Catherine ne répondant toujours rien, Ida jugea que le moment était venu d’en arriver à démasquer son attaque. Et, prenant la main de sa fille, comme pour user d’une plus tendre persuasion:

–Voyons, ma petite, tu sais si je suis une bonne mère, n’est-ce pas?... Eh bien, toute cette belle fortune-là pourrait encore se réaliser. Ça ne dépend que de toi… Il n’y a pas à lever les épaules… Je sais ce que je tedis.–Puisqu’il faut te mettre les points sur les i, si je suis venue ce matin, c’est que M. Cambrelu m’a parlé: voilà la chose.

–Il t’a parlé de moi?

Ida eut un regard de mère rayonnante et ravie d’apporter une heureuse surprise. Précipitant cette fois ses paroles coup sur coup:

–Il a vu ton portrait à l’Exposition, il est amoureux fou de toi. Il offre de te faire une position comme il n’y en a pas une à Paris. Et, tu sais, ça, ce n’est pas du vent!.. C’est à moi-même que, en homme délicat et en homme comme il faut, il est venu faire ses propositions. Si tu n’es pas une bête, il ne tient qu’à toi de rouler équipage, et d’avoir ton hôtel au lieu de droguer la faim.

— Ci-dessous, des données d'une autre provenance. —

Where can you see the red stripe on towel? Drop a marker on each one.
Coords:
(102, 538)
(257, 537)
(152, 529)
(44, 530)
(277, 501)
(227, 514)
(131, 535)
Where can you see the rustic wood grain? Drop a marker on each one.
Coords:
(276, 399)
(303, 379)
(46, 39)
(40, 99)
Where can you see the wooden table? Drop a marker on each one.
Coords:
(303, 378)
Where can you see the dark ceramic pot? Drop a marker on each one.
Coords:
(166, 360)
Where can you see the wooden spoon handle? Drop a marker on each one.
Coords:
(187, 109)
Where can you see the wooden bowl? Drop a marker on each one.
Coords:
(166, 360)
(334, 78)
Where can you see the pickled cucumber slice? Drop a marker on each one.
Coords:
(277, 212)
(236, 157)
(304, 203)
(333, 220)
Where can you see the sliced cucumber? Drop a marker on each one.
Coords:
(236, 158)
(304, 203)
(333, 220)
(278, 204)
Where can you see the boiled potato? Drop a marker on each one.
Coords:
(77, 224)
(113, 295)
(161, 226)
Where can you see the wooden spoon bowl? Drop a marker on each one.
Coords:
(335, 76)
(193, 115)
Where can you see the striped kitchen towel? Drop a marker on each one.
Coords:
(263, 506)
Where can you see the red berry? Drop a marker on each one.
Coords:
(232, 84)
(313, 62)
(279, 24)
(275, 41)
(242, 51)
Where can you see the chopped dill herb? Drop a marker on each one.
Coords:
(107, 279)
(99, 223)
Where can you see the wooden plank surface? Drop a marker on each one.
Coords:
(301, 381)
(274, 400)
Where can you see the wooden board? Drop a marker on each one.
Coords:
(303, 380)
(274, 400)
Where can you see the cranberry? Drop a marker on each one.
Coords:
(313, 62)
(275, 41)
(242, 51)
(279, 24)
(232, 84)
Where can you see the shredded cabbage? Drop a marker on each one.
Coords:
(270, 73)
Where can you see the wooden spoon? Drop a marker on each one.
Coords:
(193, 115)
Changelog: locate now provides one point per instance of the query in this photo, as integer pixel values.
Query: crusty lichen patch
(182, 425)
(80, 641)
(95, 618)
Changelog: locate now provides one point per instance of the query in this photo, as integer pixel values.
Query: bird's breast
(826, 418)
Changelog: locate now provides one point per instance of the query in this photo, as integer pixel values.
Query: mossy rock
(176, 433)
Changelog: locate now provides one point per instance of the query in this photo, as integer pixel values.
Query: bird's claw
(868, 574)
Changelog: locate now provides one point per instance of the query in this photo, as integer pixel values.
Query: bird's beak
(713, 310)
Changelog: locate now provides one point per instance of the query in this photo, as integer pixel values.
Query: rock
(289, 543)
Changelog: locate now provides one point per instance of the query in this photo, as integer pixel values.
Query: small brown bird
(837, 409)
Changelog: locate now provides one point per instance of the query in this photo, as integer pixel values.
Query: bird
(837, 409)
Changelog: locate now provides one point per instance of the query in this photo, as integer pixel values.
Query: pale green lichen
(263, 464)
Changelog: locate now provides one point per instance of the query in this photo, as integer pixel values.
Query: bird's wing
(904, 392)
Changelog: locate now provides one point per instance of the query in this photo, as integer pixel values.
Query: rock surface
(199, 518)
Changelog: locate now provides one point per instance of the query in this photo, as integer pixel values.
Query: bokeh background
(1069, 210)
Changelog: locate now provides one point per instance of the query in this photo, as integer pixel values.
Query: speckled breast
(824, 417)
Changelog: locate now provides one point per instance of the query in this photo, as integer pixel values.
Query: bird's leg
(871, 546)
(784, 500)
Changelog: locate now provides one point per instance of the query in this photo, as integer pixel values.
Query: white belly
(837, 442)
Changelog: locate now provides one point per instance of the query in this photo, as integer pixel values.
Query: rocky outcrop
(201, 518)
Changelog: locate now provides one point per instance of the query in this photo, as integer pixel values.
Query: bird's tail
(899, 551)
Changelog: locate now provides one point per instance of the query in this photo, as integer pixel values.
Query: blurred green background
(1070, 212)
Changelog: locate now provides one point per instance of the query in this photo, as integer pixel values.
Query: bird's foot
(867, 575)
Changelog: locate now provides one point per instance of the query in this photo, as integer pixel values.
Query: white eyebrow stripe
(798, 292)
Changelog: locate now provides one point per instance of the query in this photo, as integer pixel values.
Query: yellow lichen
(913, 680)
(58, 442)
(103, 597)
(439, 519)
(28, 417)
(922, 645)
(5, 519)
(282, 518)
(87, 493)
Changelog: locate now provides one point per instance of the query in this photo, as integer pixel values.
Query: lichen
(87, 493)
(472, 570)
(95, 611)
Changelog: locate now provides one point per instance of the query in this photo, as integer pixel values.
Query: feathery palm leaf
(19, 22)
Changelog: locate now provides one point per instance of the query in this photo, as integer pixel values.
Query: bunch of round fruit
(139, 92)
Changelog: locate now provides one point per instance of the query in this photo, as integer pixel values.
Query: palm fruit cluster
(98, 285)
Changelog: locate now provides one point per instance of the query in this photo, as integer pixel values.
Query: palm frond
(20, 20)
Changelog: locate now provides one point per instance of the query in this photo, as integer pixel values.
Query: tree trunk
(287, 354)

» D’abord, reprit-elle, je te le dis: tu n’a plus à compter sur nous. Et, quand tu auras fini de vendre ce qui te reste, tant pis pour toi!. Là-dessus, je pense que, comme tu aimes ton enfant, tu auras cette fois assez de raison pour ne pas refuser de lui faire une fortune; parce que, vois-tu, il n’y a que ça!. Ne me réponds pas. Je me sauve pour te laisser à tes réflexions. Si tu aimes ta mère, tu n’as plus qu’à le prouver.

Et, sur ces mots, prononcés d’un ton digne, elle se leva et partit.